As a continuation of our Grow wild season we will be creating a wildlife area to increase the beneficial insects needed to protect all the wonderful bounty of fruit and vegetables from pests. Work will start soon on a viewing platform that will over look this area. On Monday 29th we will be fitting the pond liner and planting native plants. If anyone has any native plants that they can donate to the garden or if you wish to help form this new area please come and get involved or contact the Cultivate team. We will also need old carpets or sand as a liner underneath the pond liner to protect it from sharp stones. Donations gratefully received.

There are still some micro allotments available and we are after donations of wood to help make the raised bed to reduce barriers and encourage people to get growing. Planks either 1.2m or 2m long are needed please contact the team if you can help. On 11th October we are running a National botanic gardens one day gardening course ‘ Veg for autumn sowing’ Only £5 and perfect to get you started.
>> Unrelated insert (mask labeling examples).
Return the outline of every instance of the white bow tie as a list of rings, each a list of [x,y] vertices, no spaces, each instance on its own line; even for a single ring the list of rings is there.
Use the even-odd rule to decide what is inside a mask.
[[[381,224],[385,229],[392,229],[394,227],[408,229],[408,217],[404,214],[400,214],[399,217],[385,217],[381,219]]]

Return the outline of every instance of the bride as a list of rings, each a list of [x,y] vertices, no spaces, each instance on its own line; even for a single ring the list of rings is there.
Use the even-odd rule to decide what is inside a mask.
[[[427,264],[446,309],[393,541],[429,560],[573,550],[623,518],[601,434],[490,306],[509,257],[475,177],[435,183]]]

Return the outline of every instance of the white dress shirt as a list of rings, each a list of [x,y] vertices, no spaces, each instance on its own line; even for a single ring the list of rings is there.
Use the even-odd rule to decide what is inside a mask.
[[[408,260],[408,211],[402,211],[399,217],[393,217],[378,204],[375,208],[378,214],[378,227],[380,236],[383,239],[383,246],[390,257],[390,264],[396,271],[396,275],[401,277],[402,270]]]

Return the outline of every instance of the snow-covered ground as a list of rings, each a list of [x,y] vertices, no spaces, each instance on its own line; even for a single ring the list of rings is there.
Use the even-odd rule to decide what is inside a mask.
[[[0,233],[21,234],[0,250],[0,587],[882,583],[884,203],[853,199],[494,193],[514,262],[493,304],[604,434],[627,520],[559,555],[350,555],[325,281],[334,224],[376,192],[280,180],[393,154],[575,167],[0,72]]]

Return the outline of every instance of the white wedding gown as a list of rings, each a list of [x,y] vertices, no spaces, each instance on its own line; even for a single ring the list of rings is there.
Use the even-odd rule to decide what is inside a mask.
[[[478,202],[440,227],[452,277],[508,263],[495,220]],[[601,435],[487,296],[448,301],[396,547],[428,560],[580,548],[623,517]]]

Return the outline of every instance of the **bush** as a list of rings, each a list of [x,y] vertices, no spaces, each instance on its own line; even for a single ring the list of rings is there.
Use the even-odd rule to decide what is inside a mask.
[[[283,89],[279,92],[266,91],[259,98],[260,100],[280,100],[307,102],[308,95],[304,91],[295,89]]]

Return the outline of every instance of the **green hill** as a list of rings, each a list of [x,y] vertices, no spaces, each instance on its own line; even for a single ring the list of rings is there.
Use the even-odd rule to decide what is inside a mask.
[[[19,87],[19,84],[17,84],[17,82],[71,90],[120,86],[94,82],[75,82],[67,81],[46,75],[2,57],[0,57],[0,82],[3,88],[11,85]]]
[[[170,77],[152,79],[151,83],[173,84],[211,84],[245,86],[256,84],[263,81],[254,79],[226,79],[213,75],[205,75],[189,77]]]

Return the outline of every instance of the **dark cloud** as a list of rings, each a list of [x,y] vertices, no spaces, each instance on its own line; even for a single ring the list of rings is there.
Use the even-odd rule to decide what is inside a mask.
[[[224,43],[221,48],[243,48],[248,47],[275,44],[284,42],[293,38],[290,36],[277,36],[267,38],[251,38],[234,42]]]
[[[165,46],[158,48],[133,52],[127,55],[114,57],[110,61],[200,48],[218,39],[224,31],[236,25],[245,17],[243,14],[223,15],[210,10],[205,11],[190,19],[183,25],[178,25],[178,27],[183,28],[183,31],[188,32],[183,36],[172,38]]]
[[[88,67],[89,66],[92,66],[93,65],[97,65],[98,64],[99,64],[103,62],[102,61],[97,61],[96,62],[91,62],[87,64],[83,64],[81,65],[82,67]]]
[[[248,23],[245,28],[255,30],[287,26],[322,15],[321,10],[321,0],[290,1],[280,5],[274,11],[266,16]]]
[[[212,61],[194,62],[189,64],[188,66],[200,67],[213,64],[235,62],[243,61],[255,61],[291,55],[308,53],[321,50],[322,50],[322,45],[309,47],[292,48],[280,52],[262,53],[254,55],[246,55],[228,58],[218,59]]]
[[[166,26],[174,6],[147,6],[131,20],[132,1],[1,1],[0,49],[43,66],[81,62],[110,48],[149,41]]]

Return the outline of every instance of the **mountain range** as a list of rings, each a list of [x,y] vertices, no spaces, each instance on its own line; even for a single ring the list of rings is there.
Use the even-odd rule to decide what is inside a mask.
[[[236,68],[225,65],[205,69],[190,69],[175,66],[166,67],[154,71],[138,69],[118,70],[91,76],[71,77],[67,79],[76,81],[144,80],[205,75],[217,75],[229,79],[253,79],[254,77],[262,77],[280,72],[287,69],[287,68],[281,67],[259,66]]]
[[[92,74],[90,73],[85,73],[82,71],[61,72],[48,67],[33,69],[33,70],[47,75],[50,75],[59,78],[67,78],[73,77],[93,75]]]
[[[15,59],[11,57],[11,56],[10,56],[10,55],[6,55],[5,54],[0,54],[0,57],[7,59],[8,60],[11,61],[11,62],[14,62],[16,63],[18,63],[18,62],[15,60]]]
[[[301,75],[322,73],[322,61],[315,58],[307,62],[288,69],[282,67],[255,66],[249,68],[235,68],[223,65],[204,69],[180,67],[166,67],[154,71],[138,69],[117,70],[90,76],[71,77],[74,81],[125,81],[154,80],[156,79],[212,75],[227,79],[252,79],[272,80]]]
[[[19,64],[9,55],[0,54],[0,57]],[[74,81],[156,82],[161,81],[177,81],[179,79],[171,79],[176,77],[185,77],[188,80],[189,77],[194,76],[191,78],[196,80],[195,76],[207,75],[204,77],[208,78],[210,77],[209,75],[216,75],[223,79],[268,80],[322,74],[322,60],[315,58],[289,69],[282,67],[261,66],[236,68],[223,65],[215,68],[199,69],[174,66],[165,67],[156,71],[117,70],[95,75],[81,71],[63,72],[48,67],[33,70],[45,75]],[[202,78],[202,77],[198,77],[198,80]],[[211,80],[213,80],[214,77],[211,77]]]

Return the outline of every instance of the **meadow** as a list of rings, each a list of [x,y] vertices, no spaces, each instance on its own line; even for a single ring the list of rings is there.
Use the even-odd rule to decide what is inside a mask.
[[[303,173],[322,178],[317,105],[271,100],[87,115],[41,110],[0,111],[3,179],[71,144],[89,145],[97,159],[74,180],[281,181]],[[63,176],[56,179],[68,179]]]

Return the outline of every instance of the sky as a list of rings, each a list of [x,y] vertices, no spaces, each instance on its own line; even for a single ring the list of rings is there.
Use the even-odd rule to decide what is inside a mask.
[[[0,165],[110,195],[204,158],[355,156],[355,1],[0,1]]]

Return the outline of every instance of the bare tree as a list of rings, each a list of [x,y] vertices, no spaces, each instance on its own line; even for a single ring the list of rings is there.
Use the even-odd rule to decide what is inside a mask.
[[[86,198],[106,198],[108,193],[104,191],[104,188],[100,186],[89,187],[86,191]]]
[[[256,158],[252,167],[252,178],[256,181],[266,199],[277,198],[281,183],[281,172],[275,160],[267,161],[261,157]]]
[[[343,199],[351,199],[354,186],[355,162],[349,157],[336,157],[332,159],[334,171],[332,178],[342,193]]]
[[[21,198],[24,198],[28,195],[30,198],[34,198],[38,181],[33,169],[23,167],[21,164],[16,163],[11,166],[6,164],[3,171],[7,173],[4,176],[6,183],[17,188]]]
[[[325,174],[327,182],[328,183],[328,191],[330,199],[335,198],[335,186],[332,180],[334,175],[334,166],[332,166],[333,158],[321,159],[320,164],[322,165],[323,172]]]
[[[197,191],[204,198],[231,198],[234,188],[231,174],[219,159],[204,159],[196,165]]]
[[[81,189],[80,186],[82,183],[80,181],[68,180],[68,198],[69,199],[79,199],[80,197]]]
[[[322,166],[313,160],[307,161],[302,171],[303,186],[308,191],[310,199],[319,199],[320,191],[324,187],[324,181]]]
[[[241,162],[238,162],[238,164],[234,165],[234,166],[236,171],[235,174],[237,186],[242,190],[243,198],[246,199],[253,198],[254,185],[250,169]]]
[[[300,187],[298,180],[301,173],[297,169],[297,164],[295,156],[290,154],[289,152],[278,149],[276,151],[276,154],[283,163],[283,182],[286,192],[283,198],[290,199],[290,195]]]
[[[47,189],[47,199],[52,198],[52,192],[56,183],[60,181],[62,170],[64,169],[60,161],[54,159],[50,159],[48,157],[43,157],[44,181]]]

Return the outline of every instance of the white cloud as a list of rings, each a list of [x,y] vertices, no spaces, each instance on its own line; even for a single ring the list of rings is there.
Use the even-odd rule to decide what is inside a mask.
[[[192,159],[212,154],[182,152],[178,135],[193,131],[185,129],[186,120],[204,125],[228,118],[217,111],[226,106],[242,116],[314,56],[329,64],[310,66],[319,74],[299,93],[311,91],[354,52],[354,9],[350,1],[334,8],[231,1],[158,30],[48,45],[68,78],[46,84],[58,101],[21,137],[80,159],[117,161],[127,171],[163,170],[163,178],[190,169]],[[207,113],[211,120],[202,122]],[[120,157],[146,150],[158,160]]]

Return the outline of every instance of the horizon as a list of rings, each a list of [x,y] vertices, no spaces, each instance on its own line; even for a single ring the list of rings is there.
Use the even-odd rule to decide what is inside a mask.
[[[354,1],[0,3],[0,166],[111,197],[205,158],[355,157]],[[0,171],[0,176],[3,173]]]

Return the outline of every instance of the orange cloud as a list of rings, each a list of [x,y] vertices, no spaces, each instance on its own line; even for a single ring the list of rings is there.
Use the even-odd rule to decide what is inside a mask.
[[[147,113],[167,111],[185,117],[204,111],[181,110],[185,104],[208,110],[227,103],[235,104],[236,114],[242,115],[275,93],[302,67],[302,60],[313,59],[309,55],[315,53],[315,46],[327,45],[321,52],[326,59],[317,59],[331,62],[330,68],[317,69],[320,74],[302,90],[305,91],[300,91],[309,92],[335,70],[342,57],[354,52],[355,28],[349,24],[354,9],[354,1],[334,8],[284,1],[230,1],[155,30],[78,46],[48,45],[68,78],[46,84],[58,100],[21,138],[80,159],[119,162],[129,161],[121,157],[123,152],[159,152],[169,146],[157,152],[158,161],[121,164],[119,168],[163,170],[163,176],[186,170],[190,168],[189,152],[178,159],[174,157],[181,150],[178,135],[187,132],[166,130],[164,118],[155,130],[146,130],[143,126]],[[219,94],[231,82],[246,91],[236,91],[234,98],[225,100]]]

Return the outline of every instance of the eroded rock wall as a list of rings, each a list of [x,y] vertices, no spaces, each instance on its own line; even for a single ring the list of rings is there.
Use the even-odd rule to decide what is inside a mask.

For those wanting a bit more you can join courses through WEA Cymru starting 25th and 26th September in ‘Essential Gardening skills’ for beginners or ‘Level 2 gardening’ for those more experienced and wanting a deeper understanding.

The next couple of Mondays in the garden volunteers and micro allotment holders will be sorting out the water collection system…… better late than never, it will be ready for the next dry spell….

We will also be mulching perennial beds and preparing ground for planting.